Leiden researchers grow mini-skeletal muscles for FSHD muscle disease research

Currently, there are no therapies for FSHD, full name facioscapulohumeral muscular dystrophy. The muscle disease is very rare. It is estimated that there are about 2,000 patients in the Netherlands and 500,000 worldwide. Nevertheless, FSHD is one of the most common hereditary muscle diseases. The LUMC is a center of expertise in the field of FSHD and excels worldwide in research into the disorder.

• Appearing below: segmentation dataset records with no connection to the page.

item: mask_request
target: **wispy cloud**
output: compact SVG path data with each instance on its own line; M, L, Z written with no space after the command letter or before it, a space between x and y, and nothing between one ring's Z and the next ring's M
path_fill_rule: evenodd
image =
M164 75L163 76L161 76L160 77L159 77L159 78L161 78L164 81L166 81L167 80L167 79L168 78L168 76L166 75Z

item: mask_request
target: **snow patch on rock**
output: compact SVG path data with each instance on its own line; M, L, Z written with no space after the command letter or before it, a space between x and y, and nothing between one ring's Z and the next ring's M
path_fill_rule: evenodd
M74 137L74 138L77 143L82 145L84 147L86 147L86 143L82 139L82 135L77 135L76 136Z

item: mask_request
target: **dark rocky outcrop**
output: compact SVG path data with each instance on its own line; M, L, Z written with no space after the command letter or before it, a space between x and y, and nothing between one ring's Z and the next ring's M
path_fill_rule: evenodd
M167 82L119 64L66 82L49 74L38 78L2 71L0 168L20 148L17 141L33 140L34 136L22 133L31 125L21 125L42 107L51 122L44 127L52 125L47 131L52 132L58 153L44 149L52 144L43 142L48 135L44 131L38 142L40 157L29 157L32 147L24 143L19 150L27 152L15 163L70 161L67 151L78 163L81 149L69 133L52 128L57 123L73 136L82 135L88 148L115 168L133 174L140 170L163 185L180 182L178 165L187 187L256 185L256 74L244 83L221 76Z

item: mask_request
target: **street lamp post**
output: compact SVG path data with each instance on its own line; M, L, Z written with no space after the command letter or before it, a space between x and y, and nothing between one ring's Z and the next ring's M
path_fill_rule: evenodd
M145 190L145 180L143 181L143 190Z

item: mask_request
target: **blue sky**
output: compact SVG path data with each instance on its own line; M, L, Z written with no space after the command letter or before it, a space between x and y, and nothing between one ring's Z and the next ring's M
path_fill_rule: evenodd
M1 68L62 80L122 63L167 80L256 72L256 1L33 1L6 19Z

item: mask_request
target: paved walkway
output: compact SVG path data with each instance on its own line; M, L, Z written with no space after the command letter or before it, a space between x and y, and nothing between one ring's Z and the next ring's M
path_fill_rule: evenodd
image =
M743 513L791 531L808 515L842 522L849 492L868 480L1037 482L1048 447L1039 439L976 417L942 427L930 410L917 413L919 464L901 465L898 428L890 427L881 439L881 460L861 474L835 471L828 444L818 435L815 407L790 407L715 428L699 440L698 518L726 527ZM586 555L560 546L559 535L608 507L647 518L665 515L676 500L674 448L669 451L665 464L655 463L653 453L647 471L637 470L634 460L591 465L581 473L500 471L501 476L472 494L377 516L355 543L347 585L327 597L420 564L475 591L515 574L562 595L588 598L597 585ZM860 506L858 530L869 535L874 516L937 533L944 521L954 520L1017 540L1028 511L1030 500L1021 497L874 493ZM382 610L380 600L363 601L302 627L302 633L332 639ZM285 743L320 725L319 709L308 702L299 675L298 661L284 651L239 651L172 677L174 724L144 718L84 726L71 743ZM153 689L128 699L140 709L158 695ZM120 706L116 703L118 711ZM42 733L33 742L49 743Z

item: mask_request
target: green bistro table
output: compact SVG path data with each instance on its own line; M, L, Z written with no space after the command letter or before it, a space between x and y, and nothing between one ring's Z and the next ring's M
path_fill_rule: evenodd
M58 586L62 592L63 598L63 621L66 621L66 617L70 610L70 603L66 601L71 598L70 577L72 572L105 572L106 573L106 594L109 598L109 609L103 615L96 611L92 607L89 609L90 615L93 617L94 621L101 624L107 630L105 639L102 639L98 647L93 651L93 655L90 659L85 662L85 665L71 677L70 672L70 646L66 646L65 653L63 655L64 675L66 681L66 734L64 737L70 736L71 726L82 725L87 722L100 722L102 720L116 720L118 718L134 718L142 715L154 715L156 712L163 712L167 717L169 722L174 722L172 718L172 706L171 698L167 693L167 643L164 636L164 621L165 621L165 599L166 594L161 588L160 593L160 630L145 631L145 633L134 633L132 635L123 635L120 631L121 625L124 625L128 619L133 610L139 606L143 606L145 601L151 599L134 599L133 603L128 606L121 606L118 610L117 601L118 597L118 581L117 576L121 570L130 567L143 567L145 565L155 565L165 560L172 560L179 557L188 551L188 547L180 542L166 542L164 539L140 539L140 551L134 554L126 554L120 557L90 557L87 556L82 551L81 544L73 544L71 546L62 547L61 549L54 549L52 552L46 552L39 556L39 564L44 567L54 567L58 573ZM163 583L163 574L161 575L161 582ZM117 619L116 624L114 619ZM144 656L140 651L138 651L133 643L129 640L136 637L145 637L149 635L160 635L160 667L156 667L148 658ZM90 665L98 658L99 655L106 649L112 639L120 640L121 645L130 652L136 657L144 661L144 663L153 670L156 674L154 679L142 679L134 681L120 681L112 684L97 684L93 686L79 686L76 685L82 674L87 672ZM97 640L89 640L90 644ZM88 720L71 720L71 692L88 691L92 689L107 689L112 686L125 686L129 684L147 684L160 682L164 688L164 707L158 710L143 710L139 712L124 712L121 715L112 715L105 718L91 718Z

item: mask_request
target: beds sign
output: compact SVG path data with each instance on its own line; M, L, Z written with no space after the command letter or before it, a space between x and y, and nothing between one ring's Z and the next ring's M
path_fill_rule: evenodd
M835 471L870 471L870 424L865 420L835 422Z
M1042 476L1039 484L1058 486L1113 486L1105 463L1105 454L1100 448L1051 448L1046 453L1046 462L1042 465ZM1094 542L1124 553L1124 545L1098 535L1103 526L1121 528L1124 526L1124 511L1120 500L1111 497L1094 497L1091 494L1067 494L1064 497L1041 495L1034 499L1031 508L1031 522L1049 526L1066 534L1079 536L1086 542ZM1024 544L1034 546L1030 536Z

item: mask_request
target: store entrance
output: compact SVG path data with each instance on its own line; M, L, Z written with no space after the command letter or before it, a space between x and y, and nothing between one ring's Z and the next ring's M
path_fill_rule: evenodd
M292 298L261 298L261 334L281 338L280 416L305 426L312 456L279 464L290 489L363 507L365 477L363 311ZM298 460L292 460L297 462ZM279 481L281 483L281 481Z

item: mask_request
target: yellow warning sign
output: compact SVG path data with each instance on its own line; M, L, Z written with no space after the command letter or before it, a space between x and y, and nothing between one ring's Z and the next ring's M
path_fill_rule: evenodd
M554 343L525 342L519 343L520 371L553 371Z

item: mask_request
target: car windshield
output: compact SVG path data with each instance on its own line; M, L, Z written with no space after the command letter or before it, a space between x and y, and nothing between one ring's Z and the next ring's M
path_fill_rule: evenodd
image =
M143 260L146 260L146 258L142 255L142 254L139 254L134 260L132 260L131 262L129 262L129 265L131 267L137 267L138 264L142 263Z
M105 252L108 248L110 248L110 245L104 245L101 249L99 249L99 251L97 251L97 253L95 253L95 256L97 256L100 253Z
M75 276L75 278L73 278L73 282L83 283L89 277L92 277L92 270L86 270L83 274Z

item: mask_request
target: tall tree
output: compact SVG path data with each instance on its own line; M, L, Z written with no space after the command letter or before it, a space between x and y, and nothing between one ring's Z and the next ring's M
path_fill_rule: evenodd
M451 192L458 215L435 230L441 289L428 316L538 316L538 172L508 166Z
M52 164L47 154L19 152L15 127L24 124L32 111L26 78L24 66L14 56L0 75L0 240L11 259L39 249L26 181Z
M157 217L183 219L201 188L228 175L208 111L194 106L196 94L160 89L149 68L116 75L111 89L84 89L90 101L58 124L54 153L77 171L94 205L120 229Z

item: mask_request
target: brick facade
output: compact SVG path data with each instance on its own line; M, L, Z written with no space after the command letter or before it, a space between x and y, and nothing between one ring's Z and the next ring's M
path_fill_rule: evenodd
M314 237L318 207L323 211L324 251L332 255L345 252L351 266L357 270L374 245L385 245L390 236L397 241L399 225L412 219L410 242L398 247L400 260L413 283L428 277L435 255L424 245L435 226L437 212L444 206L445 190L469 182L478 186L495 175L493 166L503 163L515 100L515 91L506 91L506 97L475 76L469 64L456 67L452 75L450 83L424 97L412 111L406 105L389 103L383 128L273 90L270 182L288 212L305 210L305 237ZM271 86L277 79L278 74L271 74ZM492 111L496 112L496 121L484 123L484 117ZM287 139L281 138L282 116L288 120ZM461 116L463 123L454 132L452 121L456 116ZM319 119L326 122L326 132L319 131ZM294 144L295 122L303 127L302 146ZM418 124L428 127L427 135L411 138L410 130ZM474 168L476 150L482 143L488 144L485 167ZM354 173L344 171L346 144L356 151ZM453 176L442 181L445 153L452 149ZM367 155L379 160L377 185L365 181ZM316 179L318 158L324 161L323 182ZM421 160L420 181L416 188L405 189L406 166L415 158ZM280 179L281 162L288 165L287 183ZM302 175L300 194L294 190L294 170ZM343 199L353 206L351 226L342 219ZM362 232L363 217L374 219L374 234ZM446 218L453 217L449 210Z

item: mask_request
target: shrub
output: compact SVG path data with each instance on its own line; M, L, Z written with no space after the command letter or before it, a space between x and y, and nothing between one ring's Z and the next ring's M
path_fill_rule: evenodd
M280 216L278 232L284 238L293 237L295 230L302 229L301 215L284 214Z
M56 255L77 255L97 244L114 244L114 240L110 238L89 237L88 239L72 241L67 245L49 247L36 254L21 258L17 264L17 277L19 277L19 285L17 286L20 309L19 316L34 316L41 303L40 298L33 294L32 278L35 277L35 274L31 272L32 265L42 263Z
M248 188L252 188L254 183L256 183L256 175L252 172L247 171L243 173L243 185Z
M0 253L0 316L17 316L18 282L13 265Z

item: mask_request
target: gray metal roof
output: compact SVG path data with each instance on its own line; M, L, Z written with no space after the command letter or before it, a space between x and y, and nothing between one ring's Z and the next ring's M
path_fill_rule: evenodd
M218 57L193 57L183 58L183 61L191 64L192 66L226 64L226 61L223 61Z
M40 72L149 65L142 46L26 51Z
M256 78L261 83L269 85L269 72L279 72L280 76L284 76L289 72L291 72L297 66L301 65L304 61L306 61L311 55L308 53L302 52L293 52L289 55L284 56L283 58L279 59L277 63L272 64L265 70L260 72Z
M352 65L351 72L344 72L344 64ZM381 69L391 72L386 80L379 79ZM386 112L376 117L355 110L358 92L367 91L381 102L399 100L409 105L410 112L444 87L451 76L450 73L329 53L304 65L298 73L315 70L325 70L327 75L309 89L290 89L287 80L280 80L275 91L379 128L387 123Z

FSHD is characterized by muscle weakness that usually begins in the face: facial expression diminishes. The disease is progressive, meaning the symptoms keep getting worse. In some patients this progresses very slowly, so the symptoms remain mild. About 1 in 5 patients lose the ability to stand up and walk and may become wheelchair dependent.

Testing mini-muscle strength

To research possible new drugs for FSHD, mini-muscles are grown in the laboratory. For this purpose, skin cells were taken from three different FSHD patients. From these skin cells stem cells are made, and from these stem cells muscle cells, from which muscle fibers are then made.

Until recently, researchers only had the ability to grow a flat layer of muscle cells (in two dimensions). With the new method, miniature muscles grow in a 3D structure. As a result, researchers can now also measure muscle strength. “We let those 3D muscles grow for at least a week in a culture box between two pillars. They do that largely by themselves, just as they would do in the body between two tendons,” says FSHD researcher Dr. Jessica de Greef.

Then it's time to test the strength of the mini-muscles. This is done through electrical stimulation that causes the muscles to contract. “The muscles are attached to the pillars. The pillars have a certain flexibility. When the muscles contract, they can make the pillars bend. From there we can calculate exactly how strong the muscle is. This makes the models very suitable for drug testing,” she says.

Fewer laboratory animals

The researchers also hope that with the 3D models, fewer laboratory animals will be needed to test on. “We can be more selective in test animal use. Because suppose you know something doesn't work on 3D muscles, you don't need to continue testing in mice, for example. The same eventually applies to studies with human subjects. In that, too, we have to be very selective. There are only about two thousand FSHD patients in the Netherlands. Suppose you can find a hundred who want to participate in a drug study, then those hundred people cannot participate in another drug study. In other words, we have to make sharp choices: what are we going to test and what not? These kinds of 3D models help with that,” says De Greef.

Mosaic patients

The FSHD cells that the researchers used to make 3D muscles came from three so-called mosaic patients. “In these individuals, a mutation (change in hereditary material) occurred during cell division in the early embryonic stage. Some body cells have the mutation and others do not. The advantage for us is that we can compare healthy and diseased cells from the same patient.”

Muscles made from the diseased cells showed symptoms that clearly matched those of FSHD patients. Such as reduced contraction forces (the contraction of muscle tissue) and thinner muscle fibers and shorter sarcomeres (tiny particles in the muscle that help make the muscles work).

The findings were published in the scientific journal Brain.